Quello che stiamo vedendo nel 2020, è un’accelerazione di tali processi. In termini di cibo e agricoltura, l’agricoltura tradizionale in luoghi come l’India sarà sotto crescente pressione da parte dei giganti della grande tecnologia e dell’agribusiness per aprirsi a cibo coltivato in laboratorio, OGM, microbi del suolo geneticamente modificati, strumenti di raccolta dati e droni e altro ” tecnologia distruttiva.

Il great riset include fattorie senza contadini gestite da macchine senza conducente, monitorate da droni e cosparse di sostanze chimiche per produrre colture di materie prime da semi OGM brevettati per la “biomateria” industriale da trasformare e costituire in qualcosa di simile al cibo. Cosa succederà agli agricoltori?

Dopo il COVID, la Banca Mondiale parla di aiutare i paesi a rimettersi in carreggiata in cambio di riforme strutturali. Decine di milioni di piccoli agricoltori devono essere sottratto dalla loro terra in cambio della cancellazione del debito individuale e del reddito di base universale? Lo spostamento di questi agricoltori e la conseguente distruzione delle comunità rurali e delle loro culture era qualcosa che la Fondazione Gates una volta aveva chiesto e definito cinicamente “mobilità terrestre”.

Taglia gli eufemismi ed è chiaro che Bill Gates – e gli altri individui incredibilmente ricchi dietro il grande reset – è un colonialista vecchio stile che sostiene le consolidate strategie spossessive dell’imperialismo, sia che si tratti di estrarre, appropriarsi e mercificare la conoscenza dei contadini , accelerando il trasferimento della ricerca e dei semi alle società o facilitando la pirateria della proprietà intellettuale e monopoli dei semi creati attraverso le leggi sulla proprietà intellettuale e le normative sui semi.

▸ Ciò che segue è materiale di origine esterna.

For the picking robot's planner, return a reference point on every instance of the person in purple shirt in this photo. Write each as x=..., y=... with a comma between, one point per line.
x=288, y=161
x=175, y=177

In posti come l’India – ancora una società basata sull’agricoltura – la terra di questi agricoltori già (prima di COVID) fortemente indebitati verrà poi consegnata ai giganti della tecnologia, alle istituzioni finanziarie e all’agribusiness globale per sfornare i loro dati high-tech fanghi industriali GM? Fa parte del nuovo mondo “non possedere nulla, sii felice” e coraggioso promosso dal WEF?

Con il legame completamente reciso tra la produzione alimentare, la natura e le convinzioni culturalmente radicate che danno significato ed espressione alla vita, ci ritroveremo con l’individuo umano che esiste con il cibo di laboratorio, che dipende dal reddito dello stato e che è spogliato di soddisfacenti sforzi produttivi e di autentica realizzazione personale.

L’ingerenza tecnocratica ha già distrutto o minato la diversità culturale, connessioni sociali significative ed ecosistemi agrari che attingono a secoli di conoscenza tradizionale e sono sempre più riconosciuti come approcci validi per garantire la sicurezza alimentare (ad esempio, vedi Food Security and Traditional Knowledge in India nel Journal of Studi sull’Asia meridionale).

La massiccia trasformazione tecnocratica attualmente prevista riguarda gli esseri umani come merci da controllare e monitorare, proprio come i droni tecnologici senza vita e l’intelligenza artificiale che sono stati promossi.

Ma non preoccupatevi sarete senza proprietà e felici nella vostra prigione aperta di disoccupazione di massa, dipendenza dallo stato, passaporti sanitari traccia e chip, assenza di contanti, vaccinazioni di massa e disumanizzazione.

Di Tyler Durden

Fonte: Zero Hedge

Tratto da: wakingtimes

Nicola Zegrini nasce a Roma nel 1970. Dopo gli studi classici si laurea in Giurisprudenza alla Sapienza di Roma. Appassionato di ogni forma d'arte, suona vari strumenti e compone sin da giovane poesie e canzoni. Avido lettore, si interessa ad argomenti esoterici e nel 2011 pubblica "Lo specchio del pensiero", il suo primo romanzo. Apre anche un blog di attualità, crescita personale e benessere e sia libro che sito riscuotono un discreto successo. Attualmente lavora come responsabile in un albergo nel centro di Roma.